- Born: 1952 (age 73–74) Kano
- Citizenship: Nigerian
- Education: Bcs in Agricultural Engineering
- Occupation: Engineer
- Organization: Council for Regulation of Engineering in Nigeria(COREN)
- Notable work: Founding members of the Association of Professional Women Engineers of Nigeria (APWEN)

= Idiat Amusu =

Nigerian Female Engineer

Idiat Aderemi Amusu (born 27 November 1952, in Kano) is a Nigerian engineer. She is the first female agricultural engineer in Nigeria and the first female council member of the Council for the Regulation noof Engineering in Nigeria (COREN). She was among the original founding members of the Association of Professional Women Engineers of Nigeria (APWEN) in 1983. She was also the fourth President of the Association of Professional Women Engineers of Nigeria (APWEN).

==Education==
She attended St Theresa College, Ibadan and Baptist High School, Iwo where she finished her secondary education. She proceeded to University of Nigeria Nsukka and obtained BSc in agricultural engineering in 1977. She graduated with a second class Upper Division and became the first female graduate of agricultural engineering in Nigeria. She later acquired a Postgraduate Diploma and a Masters in Food Science and Technology. She is a Fellow of Nigerian Society of Engineers, Fellow of the Nigerian Institution of Agriculture Engineers and Fellow of the Nigerian Institute of Food Science and Technology.

==Career==
After her graduation, Amusu participated in the mandatory National Youth Service Corps (NYSC) in Ibadan between 1977 and 1978. Thereafter she joined ADFARM Ltd, Alakuko as a general manager. Her duties at the farm involved managing 45 acres of farmland. Between 2007 and 2009, Amusu proceeded on sabbatical at Moshood Abiola Polytechnic, Abeokuta, Ogun State Nigeria.
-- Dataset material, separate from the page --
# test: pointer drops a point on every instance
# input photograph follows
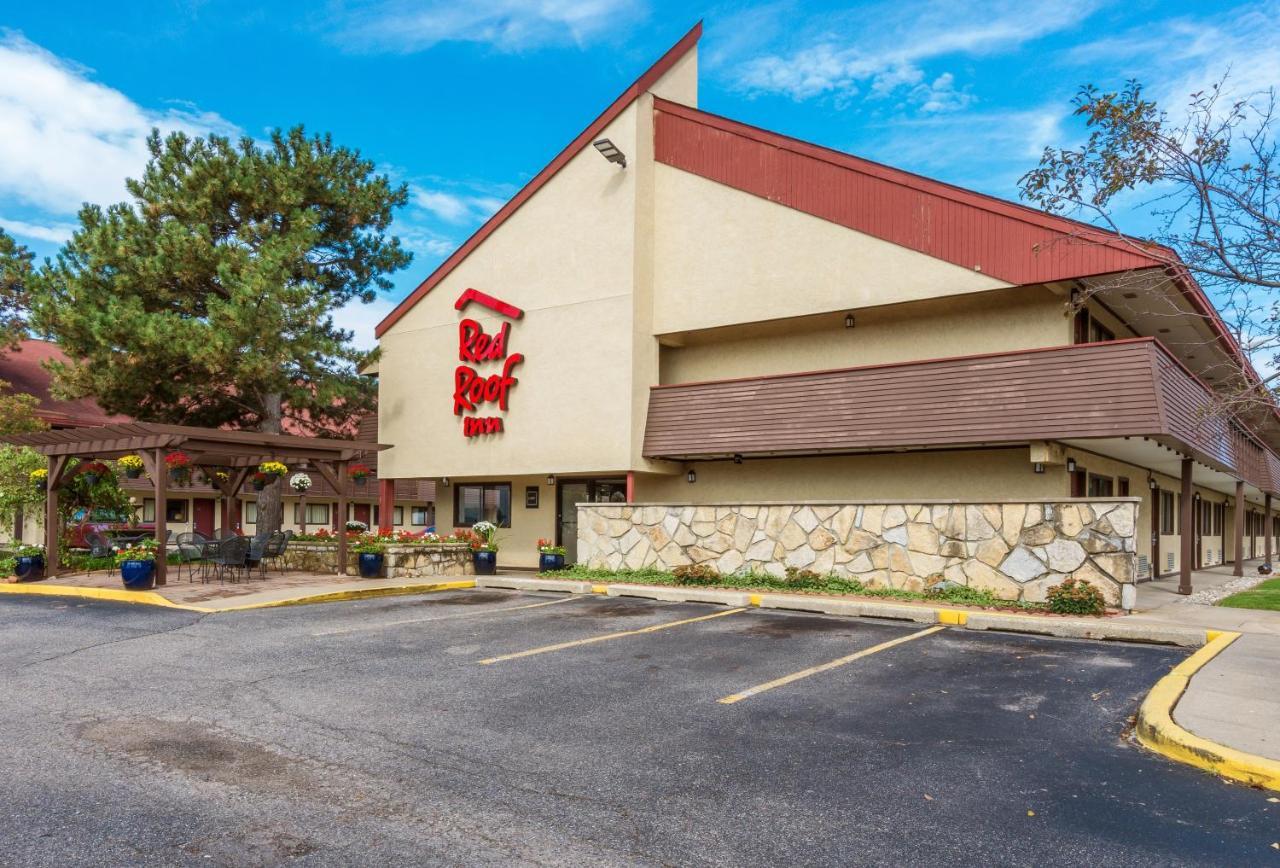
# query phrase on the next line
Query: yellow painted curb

Amusu taught mathematics and physics at Epe Grammar School, Epe Lagos and subsequently at Our Lady of Apostles Secondary School, Yaba, Lagos. In 1982, she moved to Yaba College of Technology, Lagos where she taught engineering mathematics. Yaba College of Technology is the first tertiary institution in Nigeria. She was the head of the Department of Food Technology from 1996 to 1998. Subsequently, she was elevated to be the pioneer Dean, School of Technology, Yaba College of Technology where she served between 1998 and 2002. She retired as Head of Department of Agricultural Technology, Yaba College of Technology.
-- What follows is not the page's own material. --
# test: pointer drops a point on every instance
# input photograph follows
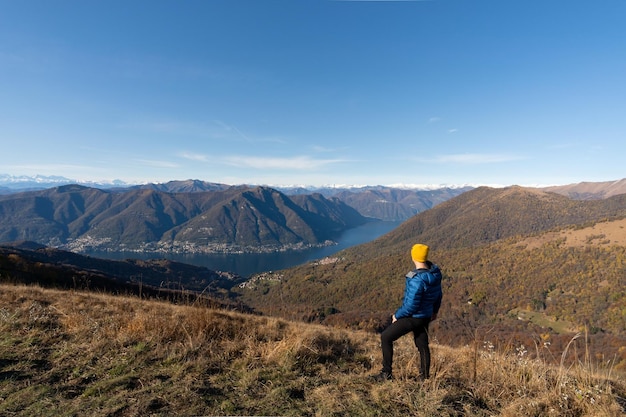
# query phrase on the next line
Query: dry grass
(70, 353)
Amusu has served as a member of the accreditation committee of the National Board for Technical Education that accredited many polytechnics institutions in Nigeria. She has also served as an external assessor to Raw Material Research and Development Council of Nigeria; Lagos State Polytechnics, Technical Journal of the National Board for Technical Education and to the Federal Polytechnics Offa. Amusu is the first female council member of the Council for the Regulation of Engineering in Nigeria. She has also served as a council member of Nigerian Society of Engineers; she is one of the founding members of the Association of Professional Women Engineers in Nigeria (APWEN) and was the fourth President of the Association. She is a Fellow of Nigerian Society of Engineers, Fellow of the Nigerian Institution of Agricultural Engineers and Fellow of the Nigerian Institute of Food Science and Technology. Amusu has a special interest in fabrication and reverse engineering. In 2018, the national body of APWEN honoured her in Abeokuta for her contributions to engineering through its national ‘Invent, in Built’ campaign.

In recognition of her service, the Nigerian Society of Engineers, Ikeja Lagos branch dedicated its annual competition, Project Skill Competition, in her honour. The Skill Competition is organized for secondary schools students in Lagos State. The 2019 competition is held on 15 May 2019 at the Olu Awoyinfa Hall of the Ikeja Branch Secretariat in Lagos.